By Gregory Roumeliotis

Buoyed by lucrative biodefense contracts, Emergent BioSolutions has showcased a new large-scale vaccine production facility in Michigan which it will use to make Biothrax, the only vaccine approved in the US for the prevention of anthrax infection.


Construction of the 50,000-square-foot facility in Lansing is expected to finish next year, with manufacturing operations starting in 2008 and supporting the company's other two manufacturing plants in Frederick.

In an age of widespread terrorism fears, anthrax is considered by the US government to be one of the top biothreat agents, resulting in booming business for Emergent BioSolutions, which gets 97 per cent of its revenues from government contracts, primarily the US Department of Health and Human Services and the US Department of Defense.

Last week the company announced it will sell shares of stock in an initial public offering (IPO) that could raise as much as $86m (€65m), making it an attractive proposition for investors not just because of its past performance – few biotech companies have been profitable for three years in a row – but also because of its prospects.

Emergent BioSolutions already has guaranteed income for 2007 after signing a $120m deal to deliver 5m doses of BioThrax vaccine to the US government, all it needs now is capacity, hence the new facility.

“This building represents a major investment in our biodefense business, and significantly expands our core manufacturing capabilities,” said Emergent BioSolutions CEO Fuad El-Hibri.

“When we purchased this facility from the state in 1998, we could only dream of being where we are today and with the support of our employees, our customers, the city of Lansing, and the state of Michigan, that dream is now a reality.”

The company was set up in Michigan in May 1998 under the name BioPort but a reorganisation made it a subsidiary of the larger Emergent BioSolutions.
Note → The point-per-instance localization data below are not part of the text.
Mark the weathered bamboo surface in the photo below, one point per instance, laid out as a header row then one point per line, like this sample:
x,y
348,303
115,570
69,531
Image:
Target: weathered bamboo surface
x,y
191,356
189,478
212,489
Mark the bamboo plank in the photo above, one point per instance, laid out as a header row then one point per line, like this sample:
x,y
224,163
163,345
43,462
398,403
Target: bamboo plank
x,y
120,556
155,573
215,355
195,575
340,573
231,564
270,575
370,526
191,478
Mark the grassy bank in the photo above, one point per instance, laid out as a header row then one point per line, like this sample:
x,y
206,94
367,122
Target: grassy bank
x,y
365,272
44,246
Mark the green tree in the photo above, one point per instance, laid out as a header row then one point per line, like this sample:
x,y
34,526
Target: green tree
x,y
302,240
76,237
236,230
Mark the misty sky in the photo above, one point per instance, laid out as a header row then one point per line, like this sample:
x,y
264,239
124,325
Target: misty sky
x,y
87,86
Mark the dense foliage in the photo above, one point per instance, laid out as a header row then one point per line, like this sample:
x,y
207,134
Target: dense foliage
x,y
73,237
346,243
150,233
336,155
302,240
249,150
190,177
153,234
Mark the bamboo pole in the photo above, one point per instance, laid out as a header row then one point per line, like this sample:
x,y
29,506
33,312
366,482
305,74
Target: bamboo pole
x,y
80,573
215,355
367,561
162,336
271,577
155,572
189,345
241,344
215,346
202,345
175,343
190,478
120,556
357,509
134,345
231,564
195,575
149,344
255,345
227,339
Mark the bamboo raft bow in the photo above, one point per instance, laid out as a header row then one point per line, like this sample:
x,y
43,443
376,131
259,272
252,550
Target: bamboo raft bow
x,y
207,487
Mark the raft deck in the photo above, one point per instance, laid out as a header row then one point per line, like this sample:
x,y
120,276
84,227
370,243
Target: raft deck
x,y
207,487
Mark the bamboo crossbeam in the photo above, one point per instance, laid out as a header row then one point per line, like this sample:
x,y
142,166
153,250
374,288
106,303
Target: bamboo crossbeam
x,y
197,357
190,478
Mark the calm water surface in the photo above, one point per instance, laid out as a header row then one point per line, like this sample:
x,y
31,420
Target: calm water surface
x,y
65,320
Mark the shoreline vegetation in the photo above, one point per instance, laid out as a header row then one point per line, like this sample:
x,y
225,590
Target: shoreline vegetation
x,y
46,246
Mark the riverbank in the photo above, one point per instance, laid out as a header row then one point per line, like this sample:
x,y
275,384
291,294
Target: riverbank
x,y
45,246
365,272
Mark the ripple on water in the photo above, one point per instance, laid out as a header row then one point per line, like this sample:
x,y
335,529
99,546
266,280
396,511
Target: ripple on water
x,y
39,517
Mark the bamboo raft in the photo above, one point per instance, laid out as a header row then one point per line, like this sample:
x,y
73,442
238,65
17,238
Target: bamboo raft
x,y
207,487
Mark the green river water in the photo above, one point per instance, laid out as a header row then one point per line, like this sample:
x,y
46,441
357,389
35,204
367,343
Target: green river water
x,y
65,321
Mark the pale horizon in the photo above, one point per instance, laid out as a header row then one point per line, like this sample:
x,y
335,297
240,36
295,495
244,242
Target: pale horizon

Its lead and only product on the market, Biothrax, is unlikely to remain the only anthrax vaccine approved by the US Food and Drug Administration (FDA) for long; VaxGen has already been awarded an $877.5m contract by the US Department of Health and Human Services to provide 75m doses of a modern anthrax vaccine, currently in dvelopment, while Human Genome Sciences has won a $165m contract to supply 20,000 of its candidate which has reached Phase I.

Biothrax is a sterile, milky-white suspension made from cell-free filtrates of microaerophilic cultures of an avirulent, nonencapsulated strain of Bacillus anthracis, the microbe that causes anthrax.

The production cultures are grown in a chemically defined protein-free medium consisting of a mixture of amino acids, vitamins, inorganic salts and sugars.

The final product, prepared from the sterile filtrate culture fluid, contains proteins, including the 83kDa protective antigen protein released during the growth period.

It contains no dead or live bacteria and is formulated to contain 1.2mg/mL aluminum, added as aluminum hydroxide in 0.85 per cent sodium chloride.

Emergent BioSolutions is using the revenue Biothrax is generating to move other vaccines through its pipeline for Hepatitis B, chlamydia and meningitis B.